I would like to select the base name portion of a file path excluding the file extension.

For example, if the path is something like the following: /experimental/users/nerd/wavfiles/wavfile0722.wav Then, I would like to select "wavefile0722" portion of the above path.

I have been using the following statement in Python for this purpose.

basename_wo_ext = re.sub('\.[^\.]*', '' , os.path.basename(file_path))

But I wonder whether it is a good approach or not, and if not, what would be the best way for this case.
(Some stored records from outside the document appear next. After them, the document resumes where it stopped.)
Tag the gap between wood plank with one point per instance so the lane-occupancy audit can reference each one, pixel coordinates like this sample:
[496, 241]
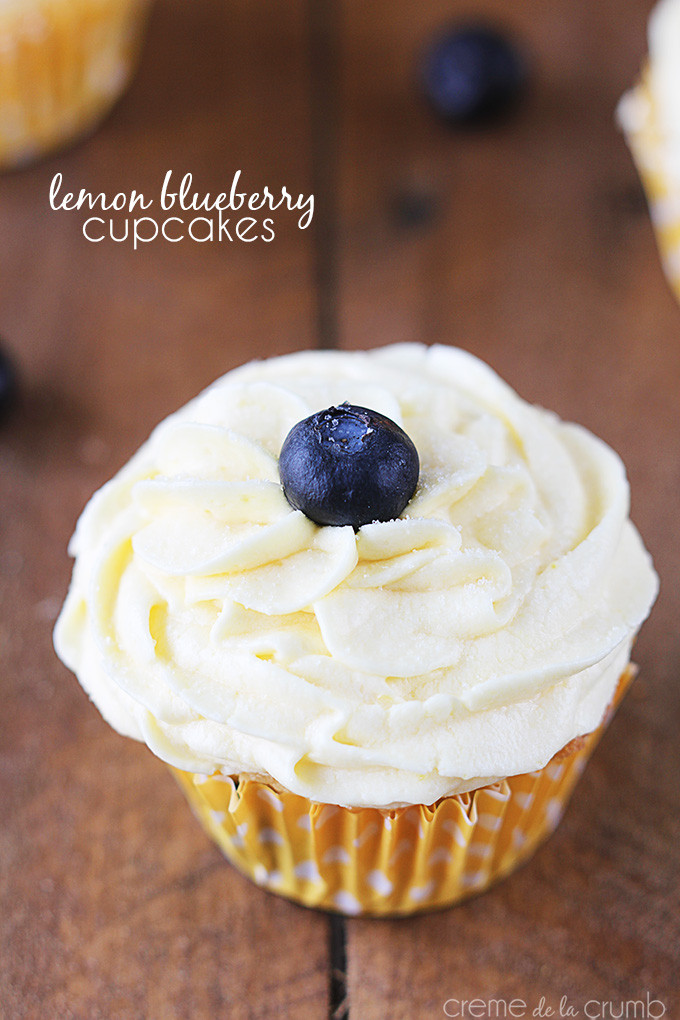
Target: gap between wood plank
[338, 1005]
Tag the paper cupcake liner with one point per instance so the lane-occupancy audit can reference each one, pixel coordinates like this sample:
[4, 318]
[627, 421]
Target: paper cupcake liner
[63, 63]
[637, 117]
[380, 863]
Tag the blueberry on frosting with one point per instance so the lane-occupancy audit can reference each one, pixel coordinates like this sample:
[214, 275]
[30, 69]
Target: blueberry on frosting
[349, 465]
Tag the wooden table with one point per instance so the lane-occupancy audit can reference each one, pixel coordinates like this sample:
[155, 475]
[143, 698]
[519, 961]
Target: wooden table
[530, 245]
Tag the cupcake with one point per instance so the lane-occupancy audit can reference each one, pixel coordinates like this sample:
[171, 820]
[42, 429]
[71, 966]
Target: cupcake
[374, 612]
[62, 65]
[649, 116]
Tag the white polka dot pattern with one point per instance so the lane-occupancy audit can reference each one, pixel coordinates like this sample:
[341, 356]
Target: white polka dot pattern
[371, 862]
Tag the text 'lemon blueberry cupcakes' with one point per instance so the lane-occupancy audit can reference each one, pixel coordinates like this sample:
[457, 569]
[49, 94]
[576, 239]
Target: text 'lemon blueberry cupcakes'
[62, 64]
[649, 116]
[373, 609]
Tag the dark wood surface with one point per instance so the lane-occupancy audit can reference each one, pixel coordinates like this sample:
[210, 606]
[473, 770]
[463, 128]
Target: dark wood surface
[530, 245]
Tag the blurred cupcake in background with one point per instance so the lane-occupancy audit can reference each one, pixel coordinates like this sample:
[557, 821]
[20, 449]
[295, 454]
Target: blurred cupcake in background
[649, 116]
[63, 63]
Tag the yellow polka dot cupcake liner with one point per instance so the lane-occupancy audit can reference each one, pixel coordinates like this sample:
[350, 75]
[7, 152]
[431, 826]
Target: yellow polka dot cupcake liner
[380, 863]
[63, 63]
[637, 117]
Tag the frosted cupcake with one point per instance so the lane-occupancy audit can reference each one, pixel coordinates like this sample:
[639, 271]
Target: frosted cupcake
[649, 115]
[62, 65]
[381, 713]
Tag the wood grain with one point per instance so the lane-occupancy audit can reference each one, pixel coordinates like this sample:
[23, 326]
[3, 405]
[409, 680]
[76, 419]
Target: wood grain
[528, 244]
[113, 904]
[532, 248]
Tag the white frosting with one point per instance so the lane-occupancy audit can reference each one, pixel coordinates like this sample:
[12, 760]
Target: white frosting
[658, 104]
[467, 641]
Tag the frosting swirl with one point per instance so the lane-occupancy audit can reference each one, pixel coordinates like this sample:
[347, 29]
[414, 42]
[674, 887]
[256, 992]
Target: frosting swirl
[466, 641]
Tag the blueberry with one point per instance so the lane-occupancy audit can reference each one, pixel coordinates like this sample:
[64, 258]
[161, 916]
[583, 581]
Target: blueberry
[472, 74]
[349, 465]
[7, 383]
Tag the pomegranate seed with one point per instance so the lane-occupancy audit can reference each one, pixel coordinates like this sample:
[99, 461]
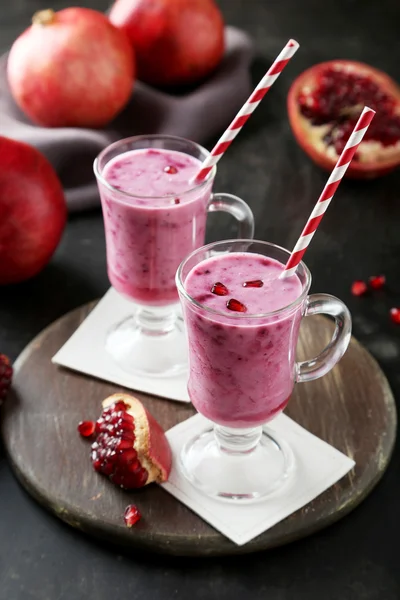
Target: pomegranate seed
[377, 282]
[171, 170]
[235, 305]
[358, 288]
[131, 515]
[395, 315]
[86, 428]
[254, 283]
[219, 289]
[6, 373]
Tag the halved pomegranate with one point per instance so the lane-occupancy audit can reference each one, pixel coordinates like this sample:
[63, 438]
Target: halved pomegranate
[324, 103]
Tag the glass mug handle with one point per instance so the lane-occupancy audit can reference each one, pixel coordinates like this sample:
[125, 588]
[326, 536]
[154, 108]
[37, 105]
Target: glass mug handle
[236, 207]
[325, 361]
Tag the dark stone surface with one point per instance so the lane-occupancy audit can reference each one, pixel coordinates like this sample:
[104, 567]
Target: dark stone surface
[40, 558]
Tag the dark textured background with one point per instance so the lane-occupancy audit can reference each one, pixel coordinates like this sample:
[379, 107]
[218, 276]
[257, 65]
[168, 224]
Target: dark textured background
[356, 559]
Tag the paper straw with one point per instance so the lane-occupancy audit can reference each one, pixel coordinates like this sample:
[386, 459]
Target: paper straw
[328, 192]
[247, 109]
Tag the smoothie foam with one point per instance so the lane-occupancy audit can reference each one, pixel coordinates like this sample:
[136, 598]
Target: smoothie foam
[153, 225]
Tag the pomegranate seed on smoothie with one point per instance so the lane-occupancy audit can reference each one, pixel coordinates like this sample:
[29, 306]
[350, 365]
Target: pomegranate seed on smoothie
[242, 373]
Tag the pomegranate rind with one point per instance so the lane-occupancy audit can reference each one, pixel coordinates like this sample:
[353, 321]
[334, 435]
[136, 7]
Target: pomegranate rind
[151, 444]
[76, 71]
[302, 130]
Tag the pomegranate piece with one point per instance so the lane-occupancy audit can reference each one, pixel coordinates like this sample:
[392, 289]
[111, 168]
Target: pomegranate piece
[324, 104]
[132, 515]
[254, 283]
[219, 289]
[6, 372]
[86, 428]
[131, 448]
[359, 288]
[377, 282]
[73, 83]
[395, 315]
[236, 305]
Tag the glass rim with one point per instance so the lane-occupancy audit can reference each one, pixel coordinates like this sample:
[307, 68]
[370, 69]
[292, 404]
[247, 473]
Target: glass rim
[181, 288]
[153, 136]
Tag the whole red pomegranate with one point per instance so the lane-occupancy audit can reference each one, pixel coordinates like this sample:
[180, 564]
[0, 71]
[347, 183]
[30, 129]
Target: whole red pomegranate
[176, 41]
[71, 68]
[32, 211]
[324, 104]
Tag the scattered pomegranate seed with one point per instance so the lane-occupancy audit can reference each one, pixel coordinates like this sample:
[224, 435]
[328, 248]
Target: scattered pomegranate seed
[235, 305]
[377, 282]
[131, 515]
[171, 170]
[359, 288]
[86, 428]
[254, 283]
[219, 289]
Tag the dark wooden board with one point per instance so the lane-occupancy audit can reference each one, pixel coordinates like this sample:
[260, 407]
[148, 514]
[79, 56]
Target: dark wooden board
[352, 408]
Any suggestions are welcomed. Thank you!

chanwcom
  • 3,952
  • 6
  • 33
  • 43
  • [`os.path.splitext`](https://docs.python.org/2/library/os.path.html#os.path.splitext) – khelwood Nov 02 '16 at 16:50
  • 1
    Possible duplicate of [How to get the filename without the extension from a path in Python?](http://stackoverflow.com/questions/678236/how-to-get-the-filename-without-the-extension-from-a-path-in-python) – asongtoruin Nov 02 '16 at 16:51

3 Answers3

3

os.path also includes the splitext function for splitting the extension off of a path:

basename_wo_ext, possible_ext = os.path.splitext(os.path.basename(file_path))
user2357112
  • 235,058
  • 25
  • 372
  • 444
2

Instead of using regular expressions, you can use the power of Python's os.path module - combine os.path.basename() and os.path.splitext():

In [1]: import os

In [2]: filename = "/experimental/users/nerd/wavfiles/wavfile0722.wav"

In [3]: os.path.splitext(os.path.basename(filename))[0]
Out[3]: 'wavfile0722'
Community
  • 1
  • 1
alecxe
  • 441,113
  • 110
  • 1,021
  • 1,148
1

You could use os.path.splitext instead of a regex. It returns a 2 elements tuple containing the name and the extension

Tryph
  • 5,517
  • 26
  • 46